Wahlvorstand: Weiterbeschäftigung trotz Kündigung
Betriebliche Amtsträger genießen den Sonderkündigungsschutz nach §§ 15 KSchG, 103 BetrVG. Danach kommt eine Kündigung nur in Betracht, wenn Tatsachen vorliegen, die den Arbeitgeber zu einer außerordentlichen Kündigung ohne Einhaltung einer Kündigungsfrist berechtigen und der Betriebsrat der Kündigung zustimmt oder die fehlende Zustimmung durch eine arbeitsgerichtliche Entscheidung ersetzt wird. Der besondere Kündigungsschutz beginnt mit der Übernahme des Amtes. Mitglieder eines Wahlvorstandes sind bereits nach 15 Abs. 3 KSchG ab dem Zeitpunkt ihrer Bestellung gegen Kündigungen des Arbeitgebers geschützt.

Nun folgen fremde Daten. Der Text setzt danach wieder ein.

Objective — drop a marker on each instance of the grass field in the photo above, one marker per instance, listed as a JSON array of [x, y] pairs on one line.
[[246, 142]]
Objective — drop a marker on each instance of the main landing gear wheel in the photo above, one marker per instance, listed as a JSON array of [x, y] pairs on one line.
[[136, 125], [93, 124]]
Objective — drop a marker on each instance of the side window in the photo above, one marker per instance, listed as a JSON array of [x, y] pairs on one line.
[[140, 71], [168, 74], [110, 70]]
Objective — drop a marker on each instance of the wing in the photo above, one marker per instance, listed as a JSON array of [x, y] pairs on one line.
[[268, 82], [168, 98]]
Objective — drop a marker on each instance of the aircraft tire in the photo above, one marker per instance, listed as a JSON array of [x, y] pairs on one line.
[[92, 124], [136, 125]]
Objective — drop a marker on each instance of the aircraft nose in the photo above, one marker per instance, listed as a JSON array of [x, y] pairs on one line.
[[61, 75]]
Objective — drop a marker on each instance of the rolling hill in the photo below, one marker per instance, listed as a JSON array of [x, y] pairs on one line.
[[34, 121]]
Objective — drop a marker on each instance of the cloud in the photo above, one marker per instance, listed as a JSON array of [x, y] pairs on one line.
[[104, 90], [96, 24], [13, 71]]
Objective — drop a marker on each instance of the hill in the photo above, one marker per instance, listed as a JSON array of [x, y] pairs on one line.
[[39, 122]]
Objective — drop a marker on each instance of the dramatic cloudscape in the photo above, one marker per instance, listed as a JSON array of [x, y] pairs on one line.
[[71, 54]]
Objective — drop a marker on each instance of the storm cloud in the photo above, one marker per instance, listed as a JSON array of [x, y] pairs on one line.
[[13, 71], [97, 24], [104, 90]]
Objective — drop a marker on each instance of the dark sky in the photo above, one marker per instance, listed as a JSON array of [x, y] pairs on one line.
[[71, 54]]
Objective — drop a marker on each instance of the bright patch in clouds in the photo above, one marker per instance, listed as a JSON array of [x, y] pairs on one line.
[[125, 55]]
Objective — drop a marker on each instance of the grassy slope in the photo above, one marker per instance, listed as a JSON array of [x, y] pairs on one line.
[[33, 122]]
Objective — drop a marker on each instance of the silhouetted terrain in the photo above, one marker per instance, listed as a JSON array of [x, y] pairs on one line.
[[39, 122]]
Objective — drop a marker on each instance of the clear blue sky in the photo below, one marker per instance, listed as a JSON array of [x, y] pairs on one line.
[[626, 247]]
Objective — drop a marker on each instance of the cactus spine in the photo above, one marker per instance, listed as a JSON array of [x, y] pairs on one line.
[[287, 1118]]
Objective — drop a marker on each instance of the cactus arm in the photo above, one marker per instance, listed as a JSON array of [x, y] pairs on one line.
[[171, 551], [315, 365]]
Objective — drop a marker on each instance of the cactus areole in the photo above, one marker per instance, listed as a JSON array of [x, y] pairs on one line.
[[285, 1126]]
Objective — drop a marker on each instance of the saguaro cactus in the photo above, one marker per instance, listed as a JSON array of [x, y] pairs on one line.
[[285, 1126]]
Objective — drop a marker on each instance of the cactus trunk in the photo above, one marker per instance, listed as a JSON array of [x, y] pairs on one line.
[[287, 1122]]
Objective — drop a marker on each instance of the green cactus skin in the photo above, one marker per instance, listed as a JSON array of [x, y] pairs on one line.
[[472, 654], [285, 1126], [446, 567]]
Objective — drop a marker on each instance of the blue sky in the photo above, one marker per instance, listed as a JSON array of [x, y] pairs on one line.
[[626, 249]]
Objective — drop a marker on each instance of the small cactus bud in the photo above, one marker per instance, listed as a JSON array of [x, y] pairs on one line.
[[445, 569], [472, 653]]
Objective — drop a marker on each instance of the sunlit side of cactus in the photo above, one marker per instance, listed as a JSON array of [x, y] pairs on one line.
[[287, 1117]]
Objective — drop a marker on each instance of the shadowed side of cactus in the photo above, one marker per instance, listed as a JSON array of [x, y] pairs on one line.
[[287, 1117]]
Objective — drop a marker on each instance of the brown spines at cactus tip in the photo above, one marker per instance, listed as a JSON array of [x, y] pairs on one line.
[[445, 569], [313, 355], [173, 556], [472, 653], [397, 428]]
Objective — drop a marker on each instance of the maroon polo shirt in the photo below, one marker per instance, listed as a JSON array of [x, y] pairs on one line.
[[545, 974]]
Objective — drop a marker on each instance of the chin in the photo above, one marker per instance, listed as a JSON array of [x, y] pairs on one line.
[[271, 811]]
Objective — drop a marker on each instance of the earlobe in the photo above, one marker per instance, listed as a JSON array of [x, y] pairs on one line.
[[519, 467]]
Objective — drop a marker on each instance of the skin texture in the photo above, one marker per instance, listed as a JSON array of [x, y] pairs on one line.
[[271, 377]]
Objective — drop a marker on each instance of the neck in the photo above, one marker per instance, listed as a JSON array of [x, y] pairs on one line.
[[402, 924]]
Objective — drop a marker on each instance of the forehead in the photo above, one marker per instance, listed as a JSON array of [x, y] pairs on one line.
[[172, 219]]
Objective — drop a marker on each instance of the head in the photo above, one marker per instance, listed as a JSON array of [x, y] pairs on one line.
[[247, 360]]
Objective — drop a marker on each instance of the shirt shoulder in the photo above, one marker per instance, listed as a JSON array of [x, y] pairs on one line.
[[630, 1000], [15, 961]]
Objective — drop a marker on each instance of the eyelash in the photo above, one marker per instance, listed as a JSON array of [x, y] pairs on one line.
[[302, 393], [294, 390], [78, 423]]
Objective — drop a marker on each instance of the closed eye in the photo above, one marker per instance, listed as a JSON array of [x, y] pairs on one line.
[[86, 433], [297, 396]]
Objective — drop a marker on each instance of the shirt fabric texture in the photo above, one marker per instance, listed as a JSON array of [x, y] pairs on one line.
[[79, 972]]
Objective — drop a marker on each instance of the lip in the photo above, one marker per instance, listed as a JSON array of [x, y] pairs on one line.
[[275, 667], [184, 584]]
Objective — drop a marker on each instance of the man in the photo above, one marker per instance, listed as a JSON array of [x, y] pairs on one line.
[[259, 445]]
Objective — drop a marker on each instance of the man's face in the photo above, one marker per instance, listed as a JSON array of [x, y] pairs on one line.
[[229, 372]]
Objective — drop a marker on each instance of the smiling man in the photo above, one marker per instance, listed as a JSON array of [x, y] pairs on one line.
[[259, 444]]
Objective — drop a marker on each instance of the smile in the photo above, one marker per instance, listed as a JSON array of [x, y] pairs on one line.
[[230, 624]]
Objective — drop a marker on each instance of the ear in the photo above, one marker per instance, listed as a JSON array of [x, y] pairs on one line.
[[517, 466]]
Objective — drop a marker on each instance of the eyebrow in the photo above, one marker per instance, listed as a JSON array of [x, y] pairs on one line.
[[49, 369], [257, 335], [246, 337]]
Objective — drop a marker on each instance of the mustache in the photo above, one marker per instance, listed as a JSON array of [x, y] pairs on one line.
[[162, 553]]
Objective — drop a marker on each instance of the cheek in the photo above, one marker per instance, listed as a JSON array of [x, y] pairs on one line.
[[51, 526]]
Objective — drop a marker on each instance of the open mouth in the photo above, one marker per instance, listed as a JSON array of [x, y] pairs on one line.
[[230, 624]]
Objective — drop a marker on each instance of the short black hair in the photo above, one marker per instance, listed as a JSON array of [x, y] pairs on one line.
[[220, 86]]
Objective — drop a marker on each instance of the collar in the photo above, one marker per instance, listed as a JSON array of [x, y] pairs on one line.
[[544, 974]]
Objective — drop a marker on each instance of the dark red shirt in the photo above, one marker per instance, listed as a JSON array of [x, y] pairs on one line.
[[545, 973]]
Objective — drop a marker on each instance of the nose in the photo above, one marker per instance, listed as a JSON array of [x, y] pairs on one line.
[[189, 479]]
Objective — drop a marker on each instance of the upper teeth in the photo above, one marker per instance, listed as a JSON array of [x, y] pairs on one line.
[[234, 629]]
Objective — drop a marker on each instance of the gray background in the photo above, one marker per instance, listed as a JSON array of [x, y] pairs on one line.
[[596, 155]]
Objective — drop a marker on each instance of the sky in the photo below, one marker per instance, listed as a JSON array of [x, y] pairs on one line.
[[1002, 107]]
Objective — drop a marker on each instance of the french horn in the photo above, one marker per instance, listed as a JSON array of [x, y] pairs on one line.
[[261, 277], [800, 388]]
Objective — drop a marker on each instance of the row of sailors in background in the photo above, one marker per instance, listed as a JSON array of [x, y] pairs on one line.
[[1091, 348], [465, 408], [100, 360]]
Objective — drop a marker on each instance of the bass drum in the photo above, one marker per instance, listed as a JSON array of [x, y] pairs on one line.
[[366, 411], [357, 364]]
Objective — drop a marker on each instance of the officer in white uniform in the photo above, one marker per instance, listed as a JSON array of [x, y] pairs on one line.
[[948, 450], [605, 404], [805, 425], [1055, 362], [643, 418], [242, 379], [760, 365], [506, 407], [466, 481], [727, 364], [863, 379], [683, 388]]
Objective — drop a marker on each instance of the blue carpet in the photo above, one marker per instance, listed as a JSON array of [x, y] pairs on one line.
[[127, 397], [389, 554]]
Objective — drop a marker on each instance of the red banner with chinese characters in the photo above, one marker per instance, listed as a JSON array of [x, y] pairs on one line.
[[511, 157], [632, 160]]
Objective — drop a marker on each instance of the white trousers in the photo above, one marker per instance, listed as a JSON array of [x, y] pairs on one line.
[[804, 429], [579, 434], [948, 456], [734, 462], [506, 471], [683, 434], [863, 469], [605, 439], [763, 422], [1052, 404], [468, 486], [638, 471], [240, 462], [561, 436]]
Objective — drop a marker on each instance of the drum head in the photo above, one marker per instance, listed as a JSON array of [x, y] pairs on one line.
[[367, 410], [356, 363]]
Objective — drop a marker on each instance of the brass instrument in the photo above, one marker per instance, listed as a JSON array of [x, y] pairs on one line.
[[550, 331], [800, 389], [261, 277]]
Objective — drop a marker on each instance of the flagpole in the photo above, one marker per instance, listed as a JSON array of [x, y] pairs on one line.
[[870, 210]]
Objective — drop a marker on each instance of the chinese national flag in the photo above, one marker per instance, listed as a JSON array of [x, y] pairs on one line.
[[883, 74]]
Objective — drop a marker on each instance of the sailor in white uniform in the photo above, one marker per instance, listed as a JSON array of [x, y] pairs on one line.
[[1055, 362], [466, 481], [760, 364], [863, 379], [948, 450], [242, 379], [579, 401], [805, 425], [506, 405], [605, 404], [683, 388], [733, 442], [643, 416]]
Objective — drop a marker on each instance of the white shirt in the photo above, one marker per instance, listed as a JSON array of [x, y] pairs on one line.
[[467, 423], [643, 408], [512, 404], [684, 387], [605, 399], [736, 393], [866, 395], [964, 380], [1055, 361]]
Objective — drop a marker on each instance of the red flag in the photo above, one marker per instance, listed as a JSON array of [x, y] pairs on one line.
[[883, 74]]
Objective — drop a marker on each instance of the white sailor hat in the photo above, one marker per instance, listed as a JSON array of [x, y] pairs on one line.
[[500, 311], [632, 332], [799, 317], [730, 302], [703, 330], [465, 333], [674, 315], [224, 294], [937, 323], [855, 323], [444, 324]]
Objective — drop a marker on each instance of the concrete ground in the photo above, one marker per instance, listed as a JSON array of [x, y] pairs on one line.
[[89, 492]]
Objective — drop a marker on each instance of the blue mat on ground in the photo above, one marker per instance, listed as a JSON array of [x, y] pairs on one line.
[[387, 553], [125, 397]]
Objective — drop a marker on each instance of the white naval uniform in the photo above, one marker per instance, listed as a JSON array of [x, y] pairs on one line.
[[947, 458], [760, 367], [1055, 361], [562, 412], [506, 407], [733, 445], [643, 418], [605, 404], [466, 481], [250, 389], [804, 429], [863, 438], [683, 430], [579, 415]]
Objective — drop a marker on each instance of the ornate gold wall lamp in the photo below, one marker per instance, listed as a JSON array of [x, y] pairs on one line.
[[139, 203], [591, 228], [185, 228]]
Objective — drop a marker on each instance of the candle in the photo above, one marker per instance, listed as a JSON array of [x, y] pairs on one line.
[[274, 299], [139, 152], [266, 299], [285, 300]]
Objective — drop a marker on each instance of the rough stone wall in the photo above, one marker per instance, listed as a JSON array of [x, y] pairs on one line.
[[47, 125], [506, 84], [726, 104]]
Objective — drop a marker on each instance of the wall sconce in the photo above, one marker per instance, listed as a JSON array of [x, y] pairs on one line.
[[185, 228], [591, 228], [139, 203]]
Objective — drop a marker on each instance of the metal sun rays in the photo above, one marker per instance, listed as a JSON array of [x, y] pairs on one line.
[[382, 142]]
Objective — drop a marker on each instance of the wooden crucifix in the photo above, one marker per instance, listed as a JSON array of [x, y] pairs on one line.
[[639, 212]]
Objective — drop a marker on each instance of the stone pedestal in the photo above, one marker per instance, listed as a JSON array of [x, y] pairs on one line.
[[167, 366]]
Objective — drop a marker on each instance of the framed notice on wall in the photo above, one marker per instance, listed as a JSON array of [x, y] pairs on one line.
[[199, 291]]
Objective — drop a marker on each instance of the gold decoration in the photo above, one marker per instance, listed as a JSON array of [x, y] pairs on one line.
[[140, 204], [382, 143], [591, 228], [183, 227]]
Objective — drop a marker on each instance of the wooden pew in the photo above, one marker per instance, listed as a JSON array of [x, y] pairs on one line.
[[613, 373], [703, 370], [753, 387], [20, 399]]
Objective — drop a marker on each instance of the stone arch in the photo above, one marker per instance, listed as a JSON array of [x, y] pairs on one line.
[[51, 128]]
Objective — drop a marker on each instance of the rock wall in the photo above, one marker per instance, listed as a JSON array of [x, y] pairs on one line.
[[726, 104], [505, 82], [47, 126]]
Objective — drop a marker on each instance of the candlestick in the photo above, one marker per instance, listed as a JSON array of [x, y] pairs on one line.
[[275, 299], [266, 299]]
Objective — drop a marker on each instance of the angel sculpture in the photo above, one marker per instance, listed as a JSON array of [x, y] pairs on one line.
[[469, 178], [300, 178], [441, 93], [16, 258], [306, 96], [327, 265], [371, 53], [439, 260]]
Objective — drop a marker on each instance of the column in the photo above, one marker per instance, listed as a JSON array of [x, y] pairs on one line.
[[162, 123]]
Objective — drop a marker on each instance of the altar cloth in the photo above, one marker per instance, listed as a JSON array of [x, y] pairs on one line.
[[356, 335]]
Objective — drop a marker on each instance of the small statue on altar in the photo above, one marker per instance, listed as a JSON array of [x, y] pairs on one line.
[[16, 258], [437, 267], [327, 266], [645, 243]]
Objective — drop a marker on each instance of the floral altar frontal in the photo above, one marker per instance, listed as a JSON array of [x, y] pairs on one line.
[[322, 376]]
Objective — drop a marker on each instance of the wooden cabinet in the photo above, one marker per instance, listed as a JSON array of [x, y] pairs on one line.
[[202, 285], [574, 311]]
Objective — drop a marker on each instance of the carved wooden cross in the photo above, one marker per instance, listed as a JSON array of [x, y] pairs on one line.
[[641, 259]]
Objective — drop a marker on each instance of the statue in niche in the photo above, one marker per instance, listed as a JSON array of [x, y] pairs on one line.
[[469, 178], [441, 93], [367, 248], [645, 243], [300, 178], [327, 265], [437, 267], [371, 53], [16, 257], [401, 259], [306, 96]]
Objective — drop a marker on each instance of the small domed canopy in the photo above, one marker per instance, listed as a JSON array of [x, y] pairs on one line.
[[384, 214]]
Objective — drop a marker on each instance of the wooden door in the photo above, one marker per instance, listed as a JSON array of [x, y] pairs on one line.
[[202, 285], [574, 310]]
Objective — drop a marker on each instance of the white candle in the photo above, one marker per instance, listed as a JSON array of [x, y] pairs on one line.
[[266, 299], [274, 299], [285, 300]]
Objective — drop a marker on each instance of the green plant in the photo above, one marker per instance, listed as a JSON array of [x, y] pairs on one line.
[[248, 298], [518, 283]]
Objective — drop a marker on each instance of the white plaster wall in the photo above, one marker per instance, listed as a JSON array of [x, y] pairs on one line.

Diese Rechtslage ist derart eindeutig, dass im Falle eines Wahlvorstandes von einer „offensichtlichen Unwirksamkeit“ der Kündigung gesprochen werden kann, wenn es an der Zustimmung fehlt und diese nicht ersetzt ist.
So verhielt es sich im Falle des Beschäftigten eines Berliner Kurierdienstes. In dem Betrieb war es zur Organisation von Streikmaßnahmen zur Verbesserung der Arbeitsbedingungen gekommen. Zahlreiche Kündigungen waren die Folge. Auch dem Kläger war die Teilnahme an einem illegalen Streik vorgeworfen worden. Zugleich mit der Kündigungsschutzklage machte er im Wege des einstweiligen Rechtsschutzes die vorläufige Weiterbeschäftigung bis zur ausstehenden Entscheidung des Arbeitsgerichts über die Kündigung geltend. Das LAG gab ihm Recht und stellte fest:
Es sei von einer offensichtlichen Unwirksamkeit der außerordentlichen Kündigung auszugehen. Der Arbeitnehmer sei zum maßgeblichen Zeitpunkt des Zugangs der Kündigung Mitglied des Wahlvorstands gewesen und werde damit von dem besonderen Kündigungsschutz erfasst. Die aufgrund des Sonderkündigungsschutzes für eine Kündigung nach dem Betriebsverfassungsgesetz erforderliche vorherige gerichtliche Zustimmungsersetzung liege nicht vor. Da von einem fortbestehenden Arbeitsverhältnis auszugehen sei, bestehe ein Anspruch auf Beschäftigung. Dieser Anspruch sei im Verfahren des einstweiligen Rechtsschutzes durchsetzbar, da das Recht des Arbeitnehmers auf Beschäftigung sonst durch Zeitablauf unwiederbringlich verloren sei und andererseits kein berechtigtes Interesse des Arbeitgebers an der Aufrechterhaltung eines offensichtlich rechtswidrigen Zustandes bestehe. Ausgehend hiervon überwiege im Hinblick auf den Zweck des gesetzlichen Sonderkündigungsschutzes das Beschäftigungsinteresse des Arbeitnehmers.